Blunder Wall's Ice Cream Day
Pagi itu matahari belum
beranjak terlalu naik, acara di Alun-alun Selatan Yogyakarta (Alkid) pun baru
saja dimulai, tapi pengunjung sudah pada bubar. Bubarnya tidak mudah, jalan
seputaran Alkid macet padat bin berat. Tampaknya mereka kecewa karena pesaing
untuk mendapat sebungkus es krim terlampau berlimpah ruah. Iya, Minggu pagi itu
ada ajang nasional serentak di kota-kota tertentu se-Indonesia, sebuah hajatan
yang layak dihujat: Wall’s Ice Cream Day
atau harus disebut: Wall’s Ice Crap Day.
Entah media mana yang
dimaksud oleh kedua pembawa acara, kata mereka ada 40-an media yang meliput
acara Wall’s Ice Cream Day tanggal 11 Mei 2014 itu. Klaim semacam ini barangkali
dibentuk dan diada-adakan saja biar seolah hebat. Karena pada kenyataannya
acara yang berlangsung di Yogyakarta berlangsung seolah tanpa persiapan matang.
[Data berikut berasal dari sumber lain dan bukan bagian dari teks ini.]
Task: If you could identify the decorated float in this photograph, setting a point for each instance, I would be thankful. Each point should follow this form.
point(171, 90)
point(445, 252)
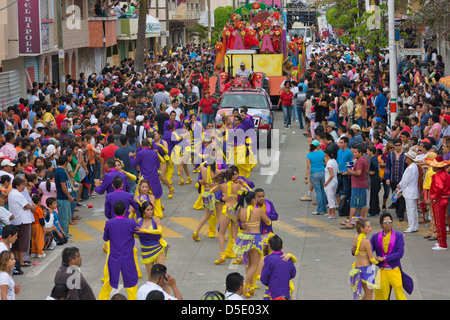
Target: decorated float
point(255, 34)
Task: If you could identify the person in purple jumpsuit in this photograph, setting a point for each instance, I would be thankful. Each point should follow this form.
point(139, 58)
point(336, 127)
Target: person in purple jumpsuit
point(276, 273)
point(120, 232)
point(107, 183)
point(148, 162)
point(119, 195)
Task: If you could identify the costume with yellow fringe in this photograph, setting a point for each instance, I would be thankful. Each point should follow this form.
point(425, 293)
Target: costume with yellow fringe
point(152, 242)
point(360, 275)
point(149, 171)
point(247, 241)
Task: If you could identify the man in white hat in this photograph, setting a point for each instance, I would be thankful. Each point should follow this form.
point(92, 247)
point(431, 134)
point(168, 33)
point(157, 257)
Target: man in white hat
point(409, 188)
point(7, 168)
point(243, 71)
point(358, 137)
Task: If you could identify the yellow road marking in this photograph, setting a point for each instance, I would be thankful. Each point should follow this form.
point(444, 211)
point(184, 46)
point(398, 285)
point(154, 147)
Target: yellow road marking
point(325, 226)
point(289, 228)
point(79, 235)
point(190, 223)
point(100, 226)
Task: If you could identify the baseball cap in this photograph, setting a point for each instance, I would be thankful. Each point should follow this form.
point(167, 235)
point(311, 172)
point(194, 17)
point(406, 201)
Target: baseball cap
point(35, 135)
point(7, 162)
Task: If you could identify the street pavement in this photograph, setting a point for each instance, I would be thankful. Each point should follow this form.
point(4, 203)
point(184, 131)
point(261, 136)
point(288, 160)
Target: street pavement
point(321, 247)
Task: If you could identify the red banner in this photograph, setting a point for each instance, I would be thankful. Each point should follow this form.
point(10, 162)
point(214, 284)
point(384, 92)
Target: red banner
point(29, 27)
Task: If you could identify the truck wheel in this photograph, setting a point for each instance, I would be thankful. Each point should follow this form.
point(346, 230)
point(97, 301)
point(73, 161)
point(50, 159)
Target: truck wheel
point(266, 86)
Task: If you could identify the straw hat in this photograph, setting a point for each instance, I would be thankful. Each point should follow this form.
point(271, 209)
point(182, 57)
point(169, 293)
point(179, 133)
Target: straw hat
point(218, 68)
point(438, 162)
point(287, 66)
point(412, 155)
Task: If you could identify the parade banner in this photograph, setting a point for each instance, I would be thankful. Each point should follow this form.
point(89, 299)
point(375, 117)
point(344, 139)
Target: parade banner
point(29, 27)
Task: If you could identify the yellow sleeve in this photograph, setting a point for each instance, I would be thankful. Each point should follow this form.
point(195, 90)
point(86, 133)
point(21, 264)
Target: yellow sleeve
point(154, 231)
point(292, 257)
point(130, 176)
point(163, 148)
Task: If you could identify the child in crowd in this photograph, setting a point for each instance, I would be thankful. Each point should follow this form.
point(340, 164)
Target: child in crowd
point(47, 187)
point(37, 229)
point(5, 215)
point(52, 216)
point(331, 183)
point(5, 187)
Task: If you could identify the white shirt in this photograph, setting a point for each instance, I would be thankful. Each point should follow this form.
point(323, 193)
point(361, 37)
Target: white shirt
point(178, 111)
point(16, 202)
point(5, 215)
point(150, 286)
point(233, 296)
point(408, 185)
point(6, 279)
point(244, 73)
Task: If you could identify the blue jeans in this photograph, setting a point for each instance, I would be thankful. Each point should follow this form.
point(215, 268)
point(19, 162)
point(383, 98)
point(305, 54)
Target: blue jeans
point(64, 214)
point(294, 114)
point(207, 118)
point(318, 180)
point(287, 114)
point(300, 113)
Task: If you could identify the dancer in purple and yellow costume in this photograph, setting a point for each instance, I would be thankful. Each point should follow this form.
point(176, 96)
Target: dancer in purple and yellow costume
point(248, 243)
point(161, 146)
point(182, 152)
point(389, 245)
point(208, 172)
point(148, 162)
point(154, 248)
point(120, 231)
point(167, 136)
point(362, 274)
point(230, 191)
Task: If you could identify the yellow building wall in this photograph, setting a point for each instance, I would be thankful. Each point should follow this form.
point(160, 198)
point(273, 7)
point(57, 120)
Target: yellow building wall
point(270, 64)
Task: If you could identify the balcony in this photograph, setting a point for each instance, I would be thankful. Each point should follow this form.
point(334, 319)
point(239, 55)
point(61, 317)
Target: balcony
point(102, 32)
point(185, 12)
point(127, 29)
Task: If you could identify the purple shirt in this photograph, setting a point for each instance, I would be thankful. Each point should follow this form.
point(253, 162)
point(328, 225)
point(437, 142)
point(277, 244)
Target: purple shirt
point(276, 274)
point(120, 232)
point(119, 195)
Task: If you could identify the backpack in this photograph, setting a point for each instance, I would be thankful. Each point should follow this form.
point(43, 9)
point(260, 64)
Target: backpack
point(344, 206)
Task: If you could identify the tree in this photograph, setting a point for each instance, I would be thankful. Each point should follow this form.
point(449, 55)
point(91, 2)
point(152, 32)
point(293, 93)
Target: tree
point(199, 31)
point(434, 14)
point(140, 41)
point(221, 16)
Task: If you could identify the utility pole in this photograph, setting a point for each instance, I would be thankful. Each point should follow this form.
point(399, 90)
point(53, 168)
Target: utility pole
point(392, 61)
point(168, 42)
point(62, 76)
point(209, 22)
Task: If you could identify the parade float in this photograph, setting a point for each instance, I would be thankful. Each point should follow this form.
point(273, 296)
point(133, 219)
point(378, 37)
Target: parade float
point(256, 35)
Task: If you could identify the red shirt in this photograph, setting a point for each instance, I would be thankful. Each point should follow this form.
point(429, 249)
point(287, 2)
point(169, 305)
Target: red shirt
point(205, 105)
point(286, 98)
point(108, 152)
point(59, 120)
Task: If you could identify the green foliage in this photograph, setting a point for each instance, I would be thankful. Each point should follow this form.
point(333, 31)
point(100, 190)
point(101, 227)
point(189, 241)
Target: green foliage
point(345, 15)
point(221, 16)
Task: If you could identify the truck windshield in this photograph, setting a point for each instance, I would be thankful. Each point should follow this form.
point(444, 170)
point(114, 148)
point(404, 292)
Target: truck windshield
point(299, 32)
point(248, 100)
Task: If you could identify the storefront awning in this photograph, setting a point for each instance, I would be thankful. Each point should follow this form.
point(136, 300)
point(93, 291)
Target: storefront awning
point(152, 27)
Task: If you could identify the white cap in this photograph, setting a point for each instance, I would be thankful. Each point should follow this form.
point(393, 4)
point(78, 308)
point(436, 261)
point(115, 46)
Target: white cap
point(7, 162)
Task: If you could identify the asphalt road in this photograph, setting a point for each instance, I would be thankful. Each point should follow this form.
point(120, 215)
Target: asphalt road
point(321, 247)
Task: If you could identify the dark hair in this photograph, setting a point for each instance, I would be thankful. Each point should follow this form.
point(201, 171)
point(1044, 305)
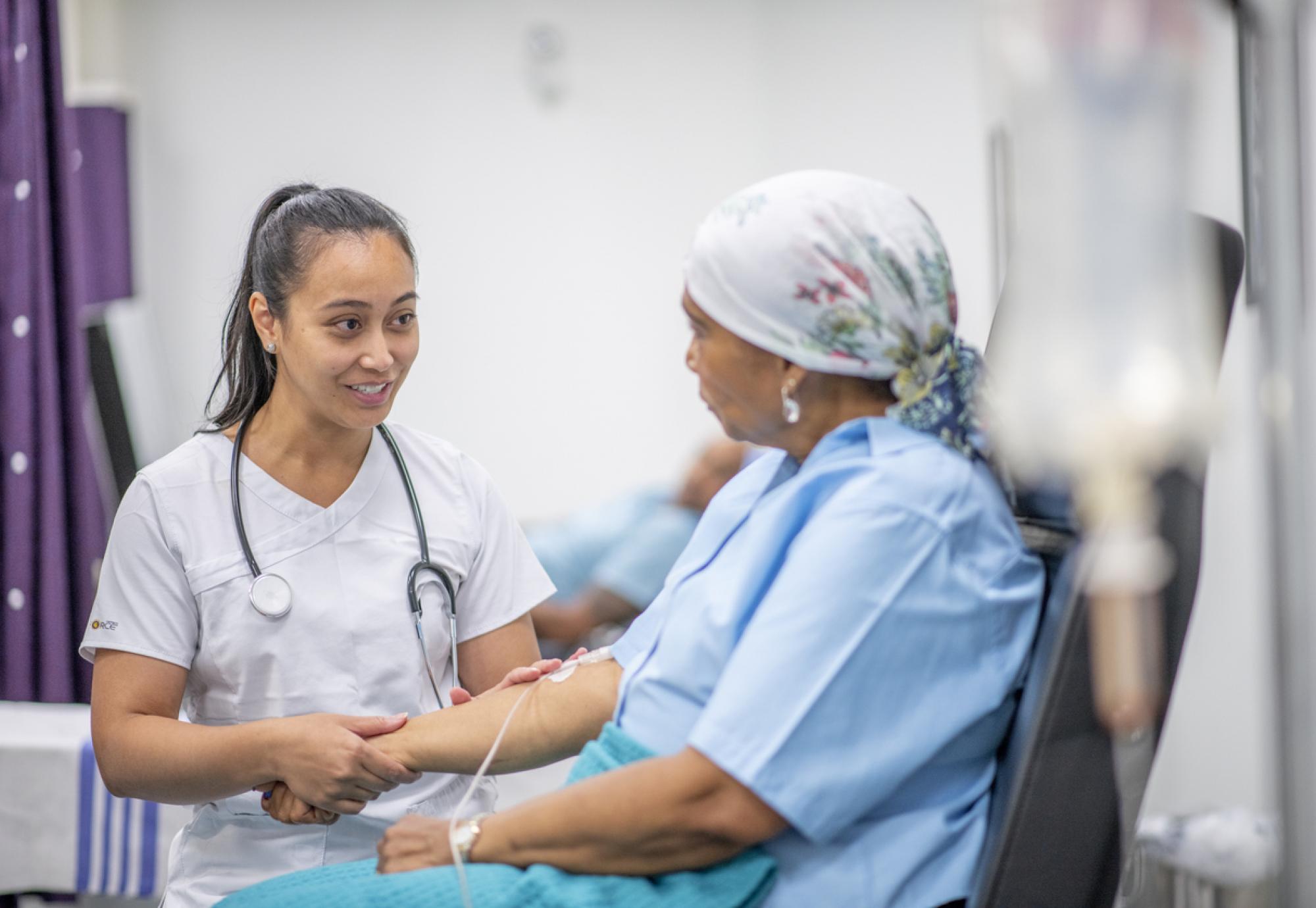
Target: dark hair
point(289, 232)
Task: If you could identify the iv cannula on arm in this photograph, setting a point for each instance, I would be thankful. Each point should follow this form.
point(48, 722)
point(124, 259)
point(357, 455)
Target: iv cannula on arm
point(555, 722)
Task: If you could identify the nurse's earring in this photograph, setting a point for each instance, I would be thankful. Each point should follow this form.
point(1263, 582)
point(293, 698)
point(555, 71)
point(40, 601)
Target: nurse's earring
point(790, 406)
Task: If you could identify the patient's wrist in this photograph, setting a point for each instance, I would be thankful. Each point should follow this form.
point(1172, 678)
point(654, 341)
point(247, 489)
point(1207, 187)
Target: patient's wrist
point(399, 745)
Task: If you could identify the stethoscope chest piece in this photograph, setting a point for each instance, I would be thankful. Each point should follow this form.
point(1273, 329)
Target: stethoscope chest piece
point(270, 595)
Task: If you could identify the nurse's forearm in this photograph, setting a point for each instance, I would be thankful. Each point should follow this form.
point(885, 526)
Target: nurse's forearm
point(174, 763)
point(556, 720)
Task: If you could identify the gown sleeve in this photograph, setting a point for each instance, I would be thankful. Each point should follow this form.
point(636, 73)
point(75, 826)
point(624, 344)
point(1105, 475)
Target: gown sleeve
point(144, 603)
point(874, 655)
point(506, 580)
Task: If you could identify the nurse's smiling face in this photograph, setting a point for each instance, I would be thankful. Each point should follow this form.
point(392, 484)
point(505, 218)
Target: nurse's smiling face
point(740, 382)
point(349, 334)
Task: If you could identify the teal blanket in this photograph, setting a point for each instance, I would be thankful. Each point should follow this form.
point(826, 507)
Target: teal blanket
point(742, 882)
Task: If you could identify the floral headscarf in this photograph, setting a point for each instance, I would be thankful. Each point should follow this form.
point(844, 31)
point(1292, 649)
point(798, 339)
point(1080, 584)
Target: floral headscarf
point(847, 276)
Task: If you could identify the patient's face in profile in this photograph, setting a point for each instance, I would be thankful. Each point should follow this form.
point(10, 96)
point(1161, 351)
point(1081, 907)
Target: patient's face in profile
point(739, 382)
point(349, 334)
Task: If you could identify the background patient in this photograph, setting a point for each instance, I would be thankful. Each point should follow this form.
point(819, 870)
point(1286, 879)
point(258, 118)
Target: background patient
point(610, 561)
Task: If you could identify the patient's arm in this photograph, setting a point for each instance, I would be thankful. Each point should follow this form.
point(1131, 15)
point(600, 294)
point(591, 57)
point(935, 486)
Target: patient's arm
point(556, 722)
point(648, 818)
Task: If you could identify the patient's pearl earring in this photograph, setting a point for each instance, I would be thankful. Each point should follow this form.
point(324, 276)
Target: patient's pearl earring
point(790, 406)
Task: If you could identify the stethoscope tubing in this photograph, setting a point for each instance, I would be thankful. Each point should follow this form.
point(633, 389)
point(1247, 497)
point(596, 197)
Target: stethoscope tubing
point(414, 578)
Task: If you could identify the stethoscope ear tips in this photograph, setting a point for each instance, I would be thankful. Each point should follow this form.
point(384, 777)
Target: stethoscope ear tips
point(270, 595)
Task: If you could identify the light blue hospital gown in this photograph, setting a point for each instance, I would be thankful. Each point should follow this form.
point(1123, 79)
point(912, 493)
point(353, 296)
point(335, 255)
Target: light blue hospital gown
point(848, 639)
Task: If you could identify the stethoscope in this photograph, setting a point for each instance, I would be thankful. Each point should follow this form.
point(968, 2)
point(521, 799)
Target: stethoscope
point(272, 595)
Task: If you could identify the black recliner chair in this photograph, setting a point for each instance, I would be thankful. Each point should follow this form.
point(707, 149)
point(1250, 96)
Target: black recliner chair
point(1053, 836)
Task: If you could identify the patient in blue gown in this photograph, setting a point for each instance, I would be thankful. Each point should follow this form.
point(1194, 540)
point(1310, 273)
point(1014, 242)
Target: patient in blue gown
point(810, 711)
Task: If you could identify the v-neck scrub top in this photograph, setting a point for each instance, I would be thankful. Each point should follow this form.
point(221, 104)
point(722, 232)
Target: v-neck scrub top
point(847, 638)
point(174, 588)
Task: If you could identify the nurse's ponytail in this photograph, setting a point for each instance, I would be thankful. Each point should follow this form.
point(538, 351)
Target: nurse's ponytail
point(288, 234)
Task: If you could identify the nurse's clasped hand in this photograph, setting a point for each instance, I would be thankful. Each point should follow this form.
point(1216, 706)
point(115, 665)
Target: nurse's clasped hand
point(343, 772)
point(284, 802)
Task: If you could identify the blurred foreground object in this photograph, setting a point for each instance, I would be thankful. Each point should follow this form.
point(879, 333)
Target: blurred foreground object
point(1105, 372)
point(1218, 860)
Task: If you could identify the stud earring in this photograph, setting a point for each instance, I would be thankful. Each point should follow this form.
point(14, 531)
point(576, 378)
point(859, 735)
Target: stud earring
point(790, 406)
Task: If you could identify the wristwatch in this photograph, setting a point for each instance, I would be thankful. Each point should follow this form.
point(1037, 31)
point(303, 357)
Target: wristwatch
point(467, 834)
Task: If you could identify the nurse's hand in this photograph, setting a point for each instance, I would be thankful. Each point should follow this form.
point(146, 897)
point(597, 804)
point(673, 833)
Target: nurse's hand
point(284, 806)
point(327, 761)
point(414, 843)
point(523, 676)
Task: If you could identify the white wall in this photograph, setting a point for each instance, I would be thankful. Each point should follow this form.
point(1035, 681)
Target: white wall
point(551, 238)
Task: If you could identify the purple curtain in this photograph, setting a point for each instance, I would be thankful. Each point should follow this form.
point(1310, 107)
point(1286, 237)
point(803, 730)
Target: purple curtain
point(55, 522)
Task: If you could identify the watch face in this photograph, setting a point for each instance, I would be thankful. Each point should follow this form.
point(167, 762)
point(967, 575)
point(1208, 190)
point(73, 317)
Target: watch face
point(464, 838)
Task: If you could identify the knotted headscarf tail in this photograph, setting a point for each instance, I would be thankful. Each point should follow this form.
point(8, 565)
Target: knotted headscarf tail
point(847, 276)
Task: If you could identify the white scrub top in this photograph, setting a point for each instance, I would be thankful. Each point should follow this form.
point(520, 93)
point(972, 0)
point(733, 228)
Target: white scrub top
point(174, 588)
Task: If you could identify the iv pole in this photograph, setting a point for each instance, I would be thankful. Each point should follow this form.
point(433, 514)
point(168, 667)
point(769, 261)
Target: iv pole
point(1271, 82)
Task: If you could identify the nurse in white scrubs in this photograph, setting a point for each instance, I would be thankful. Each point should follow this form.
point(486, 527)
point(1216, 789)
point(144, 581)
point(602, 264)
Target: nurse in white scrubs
point(319, 340)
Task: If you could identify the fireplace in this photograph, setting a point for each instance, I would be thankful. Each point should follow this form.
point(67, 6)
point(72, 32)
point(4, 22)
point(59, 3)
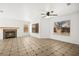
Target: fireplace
point(9, 33)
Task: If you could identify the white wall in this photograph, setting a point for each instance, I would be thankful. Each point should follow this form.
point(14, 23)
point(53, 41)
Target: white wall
point(47, 24)
point(12, 16)
point(35, 34)
point(13, 23)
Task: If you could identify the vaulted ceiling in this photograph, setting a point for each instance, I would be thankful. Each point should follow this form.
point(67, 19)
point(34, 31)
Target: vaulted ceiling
point(32, 11)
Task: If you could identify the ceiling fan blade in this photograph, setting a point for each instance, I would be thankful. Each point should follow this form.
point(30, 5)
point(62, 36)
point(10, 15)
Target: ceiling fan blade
point(53, 15)
point(44, 16)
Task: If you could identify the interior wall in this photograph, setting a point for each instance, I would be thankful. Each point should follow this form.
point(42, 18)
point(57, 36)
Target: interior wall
point(12, 16)
point(35, 34)
point(13, 23)
point(47, 24)
point(74, 34)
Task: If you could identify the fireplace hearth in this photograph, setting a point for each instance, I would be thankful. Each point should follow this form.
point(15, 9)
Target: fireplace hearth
point(9, 33)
Tidak ada informasi sebelumnya mengenai “kupon penukaran es krim,” tidak ada
informasi jelas mengenai kapan es krim dibagikan, tidak ada kantong parkir yang
memadai di lokasi, tidak ada cukup tenda untuk berteduh dari garangnya sinar
matahari Jogja.
Hingga muncul dugaan di
benak bahwa ajang ini ilegal (atau semi-ilegal). Sebab tidak terlihat sama
sekali pihak polisi untuk urusan pengamanan atau paling tidak untuk mengatur
jalan yang super macet. Bisa dibayangkan, jika dijanjikan 12.500 batang es krim
gratis (katanya untuk pengunjung pertama), dan jika satu orang hanya boleh
mendapat satu batang es krim artinya akan ada 12.500 orang memenuhi lapangan.
Itu bukanlah jumlah yang sedikit. Pada kenyataannya jumlah pengunjung membludak
lebih dari itu.
Aku yakin banyak yang
merasa tertipu. Dan inilah akibatnya.
Bangga karena bisa bikin macet |
Pengunjung yang memilih untuk beli es krim di minimarket dekat rumah |
Diri ini sudah niat
datang karena penasaran, tanpa tahu ada iming-iming 12.500 es krim gratis, itu
juga dari iklan di tv. Sebuah acara yang inovatif kalau boleh dibilang begitu.
Mendekatkan/mengedukasi (manfaat) es krim ke masyarakat atau semacam itulah,
sekalian peluncuran ikon/logo baru yang tidak penting. Memang cukup menggiurkan
kalau yang dibagikan adalah es krim yang paling mahal itu (tahu kan merek apa?).
Jika pun tidak, bayangkan andai satu batang nilai es krim yang dibagikan
(gratis) hanya senilai Rp. 3000,- saja, dikalikan 12.500. Itu jelas uang yang
banyak. Sayang nominal itu gak sepadan dengan kekonyolan sosial (dan waktu)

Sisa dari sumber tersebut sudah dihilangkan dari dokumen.